After threading through streets covered with nearly knee-deep rain water on Wednesday, Kerry delivered a speech at a New Delhi university extolling the virtues of the U.S.-Indian relationship and calling for adherence to a rules-based international system. His opening line to the students, though, may have resonated more deeply. "I don't know how you got here, by boat or amphibious vehicle, but I salute you," he said.
He would know. Kerry's arrival in India on Monday came in the aftermath of an unusually heavy rain that left many streets in the Indian capital flooded and virtually impassable. Even with a police escort, Kerry's motorcade from the airport to his hotel crawled through snarled traffic on a tortuous trip that at one point took roughly 90 minutes to cover just over a mile (2 kilometers). The delay lit up Indian social media sites and made the front pages of many newspapers.
Back in the U.S., Kerry was criticized for an off-hand comment he made Monday in Bangladesh suggesting the media reduce coverage of terrorist attacks. That prompted clarifications from the White House and State Department in Washington
In a speech in Bangladesh, which like India has been the target of numerous terrorist attacks, Kerry made an oft-noted point that violent extremism is a scourge that must be fought 24 hours a day, seven days a week, 365 days a year.
But, diverging from his prepared remarks, he then added: "But if you decide one day you're going to be a terrorist and you're willing to kill yourself, you can go out and kill some people. You can make some noise. Perhaps the media would do us all a service if they didn't cover it quite as much. People wouldn't know what's going on."
The remark was met with a smattering of applause from his Bangladeshi audience and went largely unnoticed until the State Department released a transcript of the speech, prompting criticism from conservative and other critics of the Obama administration's approach to terrorism.
Asked about the comment on Tuesday, State Department spokesman John Kirby said Kerry was simply acknowledging the fact that terrorists seek to not only kill their victims but also to instill fear in others and earn publicity for themselves.

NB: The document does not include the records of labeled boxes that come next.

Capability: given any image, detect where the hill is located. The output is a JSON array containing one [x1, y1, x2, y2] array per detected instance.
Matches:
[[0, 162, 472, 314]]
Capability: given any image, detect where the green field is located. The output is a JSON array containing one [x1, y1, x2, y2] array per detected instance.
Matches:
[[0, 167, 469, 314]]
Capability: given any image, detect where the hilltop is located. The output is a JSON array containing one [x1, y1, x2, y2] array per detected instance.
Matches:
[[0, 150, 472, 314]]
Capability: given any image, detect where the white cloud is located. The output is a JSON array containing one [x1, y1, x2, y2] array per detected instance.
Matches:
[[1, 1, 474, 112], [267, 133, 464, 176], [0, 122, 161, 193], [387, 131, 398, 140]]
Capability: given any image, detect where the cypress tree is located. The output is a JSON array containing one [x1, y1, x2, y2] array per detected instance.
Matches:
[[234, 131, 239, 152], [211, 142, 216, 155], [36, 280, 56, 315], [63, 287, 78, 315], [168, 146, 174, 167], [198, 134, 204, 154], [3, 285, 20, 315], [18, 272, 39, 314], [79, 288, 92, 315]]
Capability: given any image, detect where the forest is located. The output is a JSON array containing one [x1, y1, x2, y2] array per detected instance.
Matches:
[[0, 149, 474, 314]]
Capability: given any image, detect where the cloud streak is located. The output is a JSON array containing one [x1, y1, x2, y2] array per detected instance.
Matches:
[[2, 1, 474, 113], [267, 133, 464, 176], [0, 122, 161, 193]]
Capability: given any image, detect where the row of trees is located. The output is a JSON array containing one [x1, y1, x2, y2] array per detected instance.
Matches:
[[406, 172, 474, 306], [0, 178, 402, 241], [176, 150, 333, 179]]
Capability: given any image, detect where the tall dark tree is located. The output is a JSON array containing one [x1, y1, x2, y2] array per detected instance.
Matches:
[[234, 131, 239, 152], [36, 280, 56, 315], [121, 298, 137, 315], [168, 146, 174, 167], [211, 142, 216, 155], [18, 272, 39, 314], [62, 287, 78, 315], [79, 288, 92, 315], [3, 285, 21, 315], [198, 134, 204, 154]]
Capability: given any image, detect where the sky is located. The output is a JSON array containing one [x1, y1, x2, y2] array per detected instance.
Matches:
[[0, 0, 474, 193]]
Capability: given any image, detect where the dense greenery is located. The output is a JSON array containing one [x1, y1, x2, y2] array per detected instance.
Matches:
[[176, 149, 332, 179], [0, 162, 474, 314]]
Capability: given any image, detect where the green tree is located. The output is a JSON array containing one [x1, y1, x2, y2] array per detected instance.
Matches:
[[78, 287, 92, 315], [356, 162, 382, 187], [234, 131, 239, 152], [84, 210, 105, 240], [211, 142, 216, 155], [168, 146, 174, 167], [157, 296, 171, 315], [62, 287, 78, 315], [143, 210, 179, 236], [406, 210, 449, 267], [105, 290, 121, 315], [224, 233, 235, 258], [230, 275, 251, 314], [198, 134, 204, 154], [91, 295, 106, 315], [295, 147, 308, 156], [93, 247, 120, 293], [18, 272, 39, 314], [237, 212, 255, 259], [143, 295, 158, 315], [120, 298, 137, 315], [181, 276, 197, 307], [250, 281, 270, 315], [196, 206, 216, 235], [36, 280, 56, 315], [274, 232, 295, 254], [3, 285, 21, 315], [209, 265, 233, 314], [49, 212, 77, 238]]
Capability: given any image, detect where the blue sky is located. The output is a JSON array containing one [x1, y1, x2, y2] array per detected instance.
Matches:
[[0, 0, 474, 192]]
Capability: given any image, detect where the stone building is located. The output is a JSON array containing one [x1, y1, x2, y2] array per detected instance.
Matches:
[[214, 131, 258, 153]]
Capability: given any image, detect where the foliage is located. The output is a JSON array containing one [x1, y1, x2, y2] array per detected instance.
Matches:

"There's the violence itself and the havoc that it can wreak and the fear that it can instill and the damage that it can cause," Kirby said. "And there's also the notoriety that comes with the press coverage from it, the glorification of that through amplification in the mass media. And I think he (Kerry) was just referring to that as a fact and something that we all have to be mindful of as these events happen."
At the White House, spokesman Josh Earnest said the comment reflected President Barack Obama's desire to keep terrorist attacks in perspective.